Also, a great point about kids swiping randomly in order to proceed forward.
One thing we're getting better at is explaining why an answer may not be
right, so even if a kid chooses an answer randomly, they'll learn why that's
not the correct answer.

------
Zippogriff
We just found this the other day! It seems great and my kid's really into it!

But I tried to give you money to access more than the demo lessons and
couldn't. Hit the 3-month sub on my kid's ipad, sent request to parent ipad
(mine) to authorize, authorized it, and... nothing. No payment occurred, no
access granted, and now even after a re-install that middle option and
"restore" both seem to be non-functional. Can still select the other two, but
I don't want those and anyway I'm not sure they'll do anything.

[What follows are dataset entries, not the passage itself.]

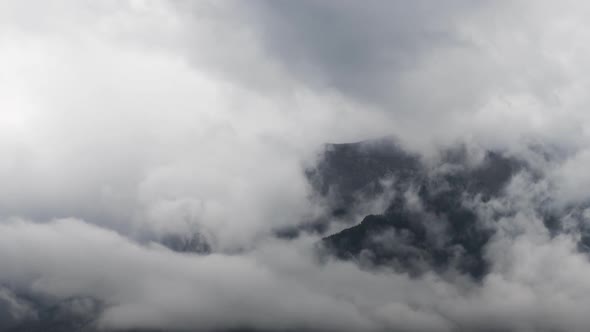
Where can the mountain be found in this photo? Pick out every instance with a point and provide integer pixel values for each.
(429, 224)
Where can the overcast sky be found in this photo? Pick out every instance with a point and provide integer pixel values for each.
(122, 121)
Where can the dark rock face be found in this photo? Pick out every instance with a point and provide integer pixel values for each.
(427, 226)
(190, 243)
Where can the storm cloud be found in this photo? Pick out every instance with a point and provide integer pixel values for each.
(126, 126)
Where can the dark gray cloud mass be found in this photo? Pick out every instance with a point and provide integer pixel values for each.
(153, 150)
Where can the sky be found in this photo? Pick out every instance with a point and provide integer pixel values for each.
(125, 121)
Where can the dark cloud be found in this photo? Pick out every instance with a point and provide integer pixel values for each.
(152, 150)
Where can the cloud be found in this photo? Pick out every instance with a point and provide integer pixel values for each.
(122, 122)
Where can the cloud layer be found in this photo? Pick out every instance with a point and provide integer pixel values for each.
(122, 122)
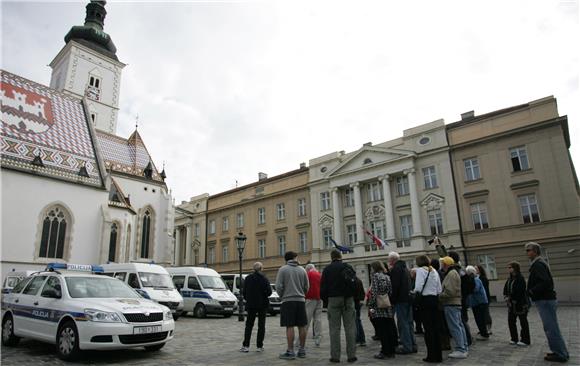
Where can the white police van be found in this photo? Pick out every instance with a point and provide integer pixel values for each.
(150, 280)
(203, 290)
(71, 307)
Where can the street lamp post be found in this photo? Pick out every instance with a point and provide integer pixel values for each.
(240, 244)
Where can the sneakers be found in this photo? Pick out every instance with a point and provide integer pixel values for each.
(458, 354)
(288, 355)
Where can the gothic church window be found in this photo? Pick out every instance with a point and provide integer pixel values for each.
(55, 230)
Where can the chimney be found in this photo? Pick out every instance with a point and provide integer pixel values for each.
(467, 115)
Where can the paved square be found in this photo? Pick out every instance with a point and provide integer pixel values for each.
(215, 341)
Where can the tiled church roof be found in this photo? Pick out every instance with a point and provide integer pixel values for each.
(128, 156)
(40, 121)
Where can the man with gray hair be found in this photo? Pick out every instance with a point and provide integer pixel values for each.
(541, 291)
(401, 280)
(256, 290)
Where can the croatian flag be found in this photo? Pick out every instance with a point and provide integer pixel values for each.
(378, 241)
(343, 249)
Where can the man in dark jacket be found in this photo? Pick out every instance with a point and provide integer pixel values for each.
(400, 280)
(541, 291)
(256, 290)
(336, 292)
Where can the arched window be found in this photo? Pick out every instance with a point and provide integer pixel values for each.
(54, 233)
(145, 234)
(113, 243)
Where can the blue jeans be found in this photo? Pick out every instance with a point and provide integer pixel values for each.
(360, 332)
(547, 311)
(404, 314)
(456, 329)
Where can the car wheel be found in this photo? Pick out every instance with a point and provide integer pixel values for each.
(8, 337)
(67, 341)
(154, 348)
(199, 311)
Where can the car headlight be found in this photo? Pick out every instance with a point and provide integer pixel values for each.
(102, 316)
(168, 315)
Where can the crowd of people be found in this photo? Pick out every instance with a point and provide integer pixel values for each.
(433, 298)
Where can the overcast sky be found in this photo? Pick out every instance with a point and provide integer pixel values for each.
(226, 89)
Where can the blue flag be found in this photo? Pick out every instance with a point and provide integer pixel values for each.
(342, 249)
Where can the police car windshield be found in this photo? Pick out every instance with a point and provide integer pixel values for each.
(156, 280)
(99, 287)
(212, 282)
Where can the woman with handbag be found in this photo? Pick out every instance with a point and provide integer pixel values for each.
(518, 304)
(381, 310)
(426, 292)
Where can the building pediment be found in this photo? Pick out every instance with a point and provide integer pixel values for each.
(432, 201)
(369, 156)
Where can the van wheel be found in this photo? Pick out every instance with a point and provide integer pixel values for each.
(199, 311)
(67, 341)
(8, 337)
(154, 348)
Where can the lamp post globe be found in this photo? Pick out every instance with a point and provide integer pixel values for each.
(240, 245)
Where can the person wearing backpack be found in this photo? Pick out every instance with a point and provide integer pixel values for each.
(337, 290)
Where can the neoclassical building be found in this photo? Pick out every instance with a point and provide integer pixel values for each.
(400, 190)
(72, 190)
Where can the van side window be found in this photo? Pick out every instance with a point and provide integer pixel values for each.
(133, 281)
(193, 284)
(178, 281)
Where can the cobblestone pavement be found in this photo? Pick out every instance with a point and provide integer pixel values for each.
(215, 341)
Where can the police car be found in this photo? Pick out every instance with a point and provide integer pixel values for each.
(71, 307)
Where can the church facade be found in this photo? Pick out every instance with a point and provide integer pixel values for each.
(72, 190)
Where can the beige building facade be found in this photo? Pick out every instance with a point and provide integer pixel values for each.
(515, 182)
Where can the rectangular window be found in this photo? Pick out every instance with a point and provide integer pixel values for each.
(302, 207)
(325, 201)
(529, 207)
(303, 241)
(280, 211)
(479, 216)
(225, 250)
(471, 169)
(488, 263)
(326, 236)
(430, 177)
(261, 215)
(262, 248)
(351, 234)
(281, 245)
(406, 231)
(402, 186)
(519, 157)
(349, 197)
(436, 222)
(375, 192)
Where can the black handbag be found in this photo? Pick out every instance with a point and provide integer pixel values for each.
(416, 297)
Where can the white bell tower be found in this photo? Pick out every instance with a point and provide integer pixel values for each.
(88, 67)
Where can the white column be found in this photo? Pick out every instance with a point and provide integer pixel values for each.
(337, 216)
(358, 212)
(177, 254)
(389, 216)
(415, 207)
(188, 242)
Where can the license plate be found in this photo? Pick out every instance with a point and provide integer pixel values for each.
(146, 330)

[EDIT] I just went to try it again but I created an account a couple days ago
in the process of trying to fix it (though it already had one, I think, but I
have no idea how it got set up; I guess my kid must have just clicked through
some things, so I replaced that nonsense with a real account) and it seems to
have reset progress, so, to be allowed to try to pay, now I have to go through
some lessons first, unless there's some secret way to get to the payment
screen.

Minor issue report uncovered in the process of the attempt: the app uses both
portrait and landscape orientations depending on the view, but seems to
hardcode which direction is "up" for both rather than letting them flip with
the physical device orientation, which is annoying if, say, your device is
connected to a charger and needs to sit a certain way. It doesn't even seem to
use the current up/down orientation on initial render and then stick to that,
which would at least be better than just having up and down hardcoded to
specific sides of the screen.

[EDIT 2] Made it through the free part of Human Body, confirmed, 3-month
option is still not responding to touches at all.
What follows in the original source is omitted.